Semua orang membagi adil semua harta itu ke 9 orang, mereka memerlukan 4 jam untuk menguliti cacing dan membagi harta dengan adil.


Iris berjalan ke arah semua orang, dia kemudian melihat tumpukan material dan kulit Black Mountain-Eating Worm yang berada di sana.


"Iris, semua harta ini adalah bagian kamu dan Urs." Galan berkata.


"Terima kasih, Kakek." Iris membungkuk dan memasukan semua Material itu kedalam Artefak penyimpanan Draupnir.


"Iris, apakah cucuku tertidur?" Galan bertanya.


Iris mengangguk. "Suamiku tertidur."


Kelompok Lazarus melanjutkan perjalanan karena aura Beast King Ludger hanya ada sedikit Beast yang menyerang mereka.

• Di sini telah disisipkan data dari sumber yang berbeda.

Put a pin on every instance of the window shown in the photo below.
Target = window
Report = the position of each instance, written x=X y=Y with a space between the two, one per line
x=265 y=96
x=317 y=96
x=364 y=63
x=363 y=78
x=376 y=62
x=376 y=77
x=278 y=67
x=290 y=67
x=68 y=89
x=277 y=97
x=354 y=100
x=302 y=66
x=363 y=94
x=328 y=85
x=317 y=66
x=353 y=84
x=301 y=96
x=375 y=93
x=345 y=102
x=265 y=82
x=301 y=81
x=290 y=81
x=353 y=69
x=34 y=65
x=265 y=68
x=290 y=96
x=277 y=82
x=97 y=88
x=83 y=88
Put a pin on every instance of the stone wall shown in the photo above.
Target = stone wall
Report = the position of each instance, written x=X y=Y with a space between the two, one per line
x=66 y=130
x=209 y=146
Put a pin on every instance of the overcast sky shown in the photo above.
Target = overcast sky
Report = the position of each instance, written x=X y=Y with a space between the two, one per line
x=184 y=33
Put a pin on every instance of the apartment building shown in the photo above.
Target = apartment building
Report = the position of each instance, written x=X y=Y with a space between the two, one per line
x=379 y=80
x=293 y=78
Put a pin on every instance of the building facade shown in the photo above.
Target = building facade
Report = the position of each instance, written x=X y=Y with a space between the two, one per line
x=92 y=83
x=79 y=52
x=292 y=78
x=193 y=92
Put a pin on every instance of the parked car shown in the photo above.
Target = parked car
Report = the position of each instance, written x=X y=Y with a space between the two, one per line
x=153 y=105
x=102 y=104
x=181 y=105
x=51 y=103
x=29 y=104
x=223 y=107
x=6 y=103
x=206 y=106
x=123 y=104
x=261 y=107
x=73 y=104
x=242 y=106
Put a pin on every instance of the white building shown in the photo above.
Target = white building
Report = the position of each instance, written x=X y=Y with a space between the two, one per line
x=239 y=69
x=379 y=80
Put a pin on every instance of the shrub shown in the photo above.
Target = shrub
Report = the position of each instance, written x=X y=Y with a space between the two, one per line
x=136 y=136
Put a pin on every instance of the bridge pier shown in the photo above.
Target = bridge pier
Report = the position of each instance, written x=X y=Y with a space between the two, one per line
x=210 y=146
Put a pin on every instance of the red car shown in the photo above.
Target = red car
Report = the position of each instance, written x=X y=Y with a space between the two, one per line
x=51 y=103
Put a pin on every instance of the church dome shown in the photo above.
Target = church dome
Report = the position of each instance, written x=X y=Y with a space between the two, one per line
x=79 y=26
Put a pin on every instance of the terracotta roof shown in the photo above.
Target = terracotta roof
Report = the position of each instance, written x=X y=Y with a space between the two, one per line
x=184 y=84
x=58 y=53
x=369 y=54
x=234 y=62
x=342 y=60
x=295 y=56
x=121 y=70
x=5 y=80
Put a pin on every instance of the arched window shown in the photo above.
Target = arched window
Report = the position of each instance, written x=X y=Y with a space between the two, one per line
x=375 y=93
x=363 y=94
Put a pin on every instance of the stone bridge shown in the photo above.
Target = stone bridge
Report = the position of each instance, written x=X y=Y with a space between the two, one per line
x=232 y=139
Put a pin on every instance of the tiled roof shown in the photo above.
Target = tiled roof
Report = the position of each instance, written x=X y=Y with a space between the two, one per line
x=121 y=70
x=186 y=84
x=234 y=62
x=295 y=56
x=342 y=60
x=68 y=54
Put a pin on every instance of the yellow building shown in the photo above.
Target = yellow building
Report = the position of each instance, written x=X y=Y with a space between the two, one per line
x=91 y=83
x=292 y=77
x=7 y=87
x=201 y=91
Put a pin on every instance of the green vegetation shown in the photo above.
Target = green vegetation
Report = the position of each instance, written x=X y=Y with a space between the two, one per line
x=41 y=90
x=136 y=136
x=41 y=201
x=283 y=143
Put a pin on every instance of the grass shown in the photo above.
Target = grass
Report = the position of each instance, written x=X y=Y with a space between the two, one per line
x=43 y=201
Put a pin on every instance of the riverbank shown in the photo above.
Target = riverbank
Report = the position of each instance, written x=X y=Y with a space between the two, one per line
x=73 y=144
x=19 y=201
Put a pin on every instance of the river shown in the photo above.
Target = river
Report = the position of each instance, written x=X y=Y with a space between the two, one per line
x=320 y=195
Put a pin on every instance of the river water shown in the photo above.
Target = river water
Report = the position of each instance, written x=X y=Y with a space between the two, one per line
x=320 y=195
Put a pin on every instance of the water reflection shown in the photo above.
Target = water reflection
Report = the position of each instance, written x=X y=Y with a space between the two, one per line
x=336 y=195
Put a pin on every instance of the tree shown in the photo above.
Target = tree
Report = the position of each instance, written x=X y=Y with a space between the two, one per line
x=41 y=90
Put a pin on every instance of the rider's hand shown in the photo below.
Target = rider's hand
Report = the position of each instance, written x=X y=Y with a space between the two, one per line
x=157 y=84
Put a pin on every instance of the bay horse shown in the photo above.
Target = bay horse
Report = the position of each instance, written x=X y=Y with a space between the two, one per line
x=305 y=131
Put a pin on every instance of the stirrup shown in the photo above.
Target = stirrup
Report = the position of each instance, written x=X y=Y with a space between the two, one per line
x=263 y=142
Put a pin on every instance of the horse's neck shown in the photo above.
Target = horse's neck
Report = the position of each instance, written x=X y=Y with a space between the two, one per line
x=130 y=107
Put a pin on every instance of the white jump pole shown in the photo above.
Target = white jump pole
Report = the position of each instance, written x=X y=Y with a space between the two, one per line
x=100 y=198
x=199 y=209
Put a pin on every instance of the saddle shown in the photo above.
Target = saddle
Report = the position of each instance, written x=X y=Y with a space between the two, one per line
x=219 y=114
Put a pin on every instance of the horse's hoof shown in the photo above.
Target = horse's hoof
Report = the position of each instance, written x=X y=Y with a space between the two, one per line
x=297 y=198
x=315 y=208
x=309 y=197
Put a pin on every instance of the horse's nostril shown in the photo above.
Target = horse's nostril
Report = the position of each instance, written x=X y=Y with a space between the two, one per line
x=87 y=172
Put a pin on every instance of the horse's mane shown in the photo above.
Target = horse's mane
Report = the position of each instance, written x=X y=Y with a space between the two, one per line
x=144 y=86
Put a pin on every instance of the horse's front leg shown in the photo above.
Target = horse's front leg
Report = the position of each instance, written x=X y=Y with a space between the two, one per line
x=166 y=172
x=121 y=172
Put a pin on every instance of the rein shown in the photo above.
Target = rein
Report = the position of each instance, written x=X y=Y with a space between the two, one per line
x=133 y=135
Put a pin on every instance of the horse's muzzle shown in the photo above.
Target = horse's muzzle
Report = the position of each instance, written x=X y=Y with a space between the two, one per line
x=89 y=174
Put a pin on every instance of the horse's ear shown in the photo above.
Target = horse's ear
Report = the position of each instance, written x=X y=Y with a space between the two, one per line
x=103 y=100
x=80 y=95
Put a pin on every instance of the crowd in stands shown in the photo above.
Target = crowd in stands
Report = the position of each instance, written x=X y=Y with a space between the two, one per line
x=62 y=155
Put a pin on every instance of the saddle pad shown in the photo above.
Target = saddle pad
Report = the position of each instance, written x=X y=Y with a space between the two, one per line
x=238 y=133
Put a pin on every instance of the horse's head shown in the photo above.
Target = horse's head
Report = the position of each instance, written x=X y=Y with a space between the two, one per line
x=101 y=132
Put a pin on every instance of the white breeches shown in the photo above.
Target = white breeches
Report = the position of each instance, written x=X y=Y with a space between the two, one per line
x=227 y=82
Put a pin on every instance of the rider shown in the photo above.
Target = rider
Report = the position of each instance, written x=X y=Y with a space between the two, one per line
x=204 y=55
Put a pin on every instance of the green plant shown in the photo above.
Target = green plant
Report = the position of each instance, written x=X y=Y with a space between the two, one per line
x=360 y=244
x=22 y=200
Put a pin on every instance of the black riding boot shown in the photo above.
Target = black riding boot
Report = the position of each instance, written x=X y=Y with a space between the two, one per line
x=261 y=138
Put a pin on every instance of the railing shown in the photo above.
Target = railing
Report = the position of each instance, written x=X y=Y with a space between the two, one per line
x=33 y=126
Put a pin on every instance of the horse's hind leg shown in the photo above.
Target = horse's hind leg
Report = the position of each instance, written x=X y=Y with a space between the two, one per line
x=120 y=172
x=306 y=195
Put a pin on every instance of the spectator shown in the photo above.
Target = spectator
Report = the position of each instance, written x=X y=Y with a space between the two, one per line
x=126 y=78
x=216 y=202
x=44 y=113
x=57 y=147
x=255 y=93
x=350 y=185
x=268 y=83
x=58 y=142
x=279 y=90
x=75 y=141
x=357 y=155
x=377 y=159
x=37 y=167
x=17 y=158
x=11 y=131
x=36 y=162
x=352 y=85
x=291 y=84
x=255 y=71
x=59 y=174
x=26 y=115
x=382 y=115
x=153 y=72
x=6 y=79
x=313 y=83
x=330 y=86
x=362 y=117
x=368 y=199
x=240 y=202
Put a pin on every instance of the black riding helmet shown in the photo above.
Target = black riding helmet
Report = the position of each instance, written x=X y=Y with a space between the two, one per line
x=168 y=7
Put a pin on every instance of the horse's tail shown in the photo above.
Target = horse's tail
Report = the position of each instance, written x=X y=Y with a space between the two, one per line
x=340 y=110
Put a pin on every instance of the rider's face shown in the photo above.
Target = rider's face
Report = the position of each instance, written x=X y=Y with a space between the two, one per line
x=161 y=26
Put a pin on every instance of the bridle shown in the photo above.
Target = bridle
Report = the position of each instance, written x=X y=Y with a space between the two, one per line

Akhirnya mereka sampai di kedalaman Pergunungan Helios.


"Tempat ini bukanlah wilayah kekuasaanku lagi dan akan banyak Beast yang menyerang kita mulai dari sini." Ludger berkata.


"Kyaaattt."


5 Ekor Epik Beast Therizino, mempunyai kepala seperti burung, tubuh bersisik hijau tua seperti kadal berlari menggunakan 2 kaki, mempunyai 2 tangan dengan 3 cakar panjang seperti bilah melengkung menyerang kelompok Lazarus.


"Hahaha. Kelihatannya banyak Beast kuat yang berada di Pergunungan Helios." Eric tertawa seraya mengeluarkan kapak perang merahnya.


"Apabila aku pergi kesini sendirian pasti aku akan terluka parah dan mati." Altair berkata seraya mengeluarkan Great Sword miliknya.


Kelompok Lazarus menghadapi berbagai macam Beast rank sedang, hingga akhirnya mereka sampai di sebuah danau dan memutuskan untuk beristirahat.


"Tuan Galan, mengapa kita tidak menunggangi Beast terbang untuk pergi ke Dungeon Helios?" Altair bertanya.


"Ignis, sudah mengatakan infomasi wilayah Dungeon Helios. Setiap Dungeon adalah wilayah dari 5-10 Beast King, apabila kita pergi ke sana menunggangi Beast terbang bukankah kita akan menarik perhatian mereka?" Galan bertanya.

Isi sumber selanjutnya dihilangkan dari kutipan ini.